Quittant Roc’h-Morvan (La Roche-Maurice), dont la tour surveille le cours de l’Elorn –Elusorna– « fleuve à plusieurs sources », la voie romaine menant à Chateaulin passe par La Martyre -Ar Merzer-, dit un panneau. Ce nom breton est un nom de proximité, d’usage local. Le vrai nom du lieu est Merzer-Salaün. Aux visiteurs on y explique que Merzer veut dire « martyre » et que dans l’église, en 874, fut assassiné le roi de Bretagne Salomon, meurtre dont témoigne le nom « Merzer ».
Tout faux. Merther est un nom brittonique issu du latin martyrium, qui désigne une basilique possédant des reliques d’un ou plusieurs saints. Ce nom n’implique pas qu’il y ait eu une mise à mort. Ces basiliques datent du cinquième ou du sixième siècle, et le Salomon du neuvième n’y est pas à sa place. Les chercheurs sérieux situent ailleurs son assassinat (à Plélauf –Plelanw, sur le Blavet, suivant les dernières recherches.)
Salaün Wledig (de son titre breton), n’est pas notre seul Salomon. Salomo filius Geruntii, né sur la fin du 4ème siècle de Nonnechia, alias Sainte Nonwen ou Nolwenn, était frère de Riwal Wledig, de Iestin, de Cadou, de Congar, de Erbin. Il était oncle de saint Tudwal. Il aurait eu pour épouse Caecilia, fille du patrice Flavius Constantius, beau-frère de l’ empereur Honorius. Bref, notre premier Salomon n’était pas un premier venu.

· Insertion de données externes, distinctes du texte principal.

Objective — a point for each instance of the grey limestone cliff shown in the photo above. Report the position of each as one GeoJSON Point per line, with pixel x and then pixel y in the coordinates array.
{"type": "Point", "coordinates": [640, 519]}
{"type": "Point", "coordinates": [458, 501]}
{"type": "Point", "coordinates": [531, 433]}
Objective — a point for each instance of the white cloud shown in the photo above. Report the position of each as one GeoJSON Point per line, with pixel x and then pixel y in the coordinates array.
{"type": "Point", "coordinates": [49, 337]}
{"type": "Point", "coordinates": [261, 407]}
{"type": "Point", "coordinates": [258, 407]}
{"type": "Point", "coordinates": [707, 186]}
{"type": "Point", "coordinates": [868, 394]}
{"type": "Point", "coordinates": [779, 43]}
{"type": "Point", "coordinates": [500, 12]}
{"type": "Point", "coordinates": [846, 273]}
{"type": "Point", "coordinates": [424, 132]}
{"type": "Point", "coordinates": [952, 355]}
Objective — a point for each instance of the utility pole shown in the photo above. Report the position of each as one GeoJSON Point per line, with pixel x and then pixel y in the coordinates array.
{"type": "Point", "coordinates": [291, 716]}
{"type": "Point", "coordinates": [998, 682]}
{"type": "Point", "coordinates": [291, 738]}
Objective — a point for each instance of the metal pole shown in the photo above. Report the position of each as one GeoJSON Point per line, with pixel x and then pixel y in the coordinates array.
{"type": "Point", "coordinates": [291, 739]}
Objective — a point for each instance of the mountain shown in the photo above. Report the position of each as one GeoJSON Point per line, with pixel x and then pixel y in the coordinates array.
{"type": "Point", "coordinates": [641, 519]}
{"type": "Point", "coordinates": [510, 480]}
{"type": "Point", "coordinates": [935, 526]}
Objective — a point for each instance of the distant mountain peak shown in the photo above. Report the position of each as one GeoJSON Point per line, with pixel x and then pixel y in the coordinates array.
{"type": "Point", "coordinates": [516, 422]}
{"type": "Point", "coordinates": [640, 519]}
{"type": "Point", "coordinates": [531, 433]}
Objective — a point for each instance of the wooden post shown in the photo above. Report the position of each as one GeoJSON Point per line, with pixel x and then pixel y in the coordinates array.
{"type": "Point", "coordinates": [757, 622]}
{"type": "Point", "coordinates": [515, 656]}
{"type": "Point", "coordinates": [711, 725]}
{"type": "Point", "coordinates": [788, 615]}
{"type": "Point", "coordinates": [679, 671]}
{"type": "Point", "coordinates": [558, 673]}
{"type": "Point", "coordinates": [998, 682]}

Suivant le récit de la Translation des reliques de Saint Mathieu (rédigée au 11ème siècle par un évêque de Léon), c’est ce Salomon qui reçut les reliques de l apôtre, amenées d’Ethiopie par des marins bretons. Le texte mentionne la basilica de ce « roi » du 5ème siècle, et on pense naturellement que c’est elle qui hébergea en premier le corps saint, ét fut, de ce fait, promue martyrium.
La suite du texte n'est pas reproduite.